Fabrizio Gallas: 'Afinal, Djokovic deve ou não ser liberado ?'
Após ser barrado em Indian Wells, aumentam as pressões para o sérvio ser liberado para Miami. Até o Governador da Flórida entrou na jogada pedindo sua liberação ao presidente Biden

Em Indian Wells não deu certo. O US Open escreveu uma publicação nas redes sociais fazendo apelo, o torneio de Miami também, dois senadores fizeram pedidos. Indian Wells não se manifestou, parece que para eles não fazia diferença. Joe Biden bateu o pé e não liberou a entrada de Novak Djokovic após pedido de isenção.
As pressões agora aumentaram nesta quarta-feira. O Governador da Flórida escreveu uma longa carta e disse "A única coisa que impede Novak Djokovic de participar do torneio de tênis Miami Open é a exigência equivocada e não científica de vacinação COVID-19 do presidente Biden para viajantes estrangeiros. Sr. Presidente – levante suas restrições e deixe-o competir".

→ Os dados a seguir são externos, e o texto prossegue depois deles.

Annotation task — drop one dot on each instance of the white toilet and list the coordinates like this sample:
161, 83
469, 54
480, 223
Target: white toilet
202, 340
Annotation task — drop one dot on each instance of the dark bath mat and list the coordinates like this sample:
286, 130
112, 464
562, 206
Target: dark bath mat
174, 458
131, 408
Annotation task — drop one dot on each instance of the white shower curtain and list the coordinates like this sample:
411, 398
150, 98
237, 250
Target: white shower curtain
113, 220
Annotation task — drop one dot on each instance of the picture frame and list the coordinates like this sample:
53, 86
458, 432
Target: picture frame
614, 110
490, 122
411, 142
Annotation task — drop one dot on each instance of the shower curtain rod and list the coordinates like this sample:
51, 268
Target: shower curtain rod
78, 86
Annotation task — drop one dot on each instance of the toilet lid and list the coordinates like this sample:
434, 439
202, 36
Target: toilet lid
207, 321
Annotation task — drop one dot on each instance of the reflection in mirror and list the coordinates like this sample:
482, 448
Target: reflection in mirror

O meu ponto de vista é semelhante ao do Governador da Flórida . Não faz sentido haver restrição uma vez que muita gente está vacinada e a doença está sob controle. É provado que Djokovic, por exemplo, não é uma ameaça.
Por outro lado as regras do país estão postas e dadas até maio. Não se pode entrar estrangeiro sem vacina no país. É preciso respeitar, por mais que não se concorde.
Agora, caso Joe Biden se mostre sensível e mude de ideia, as restrições deveriam ser levantadas para todos e não só Djokovic, não é ?
Mas porque tantas pressões para Djokovic jogar o torneio ?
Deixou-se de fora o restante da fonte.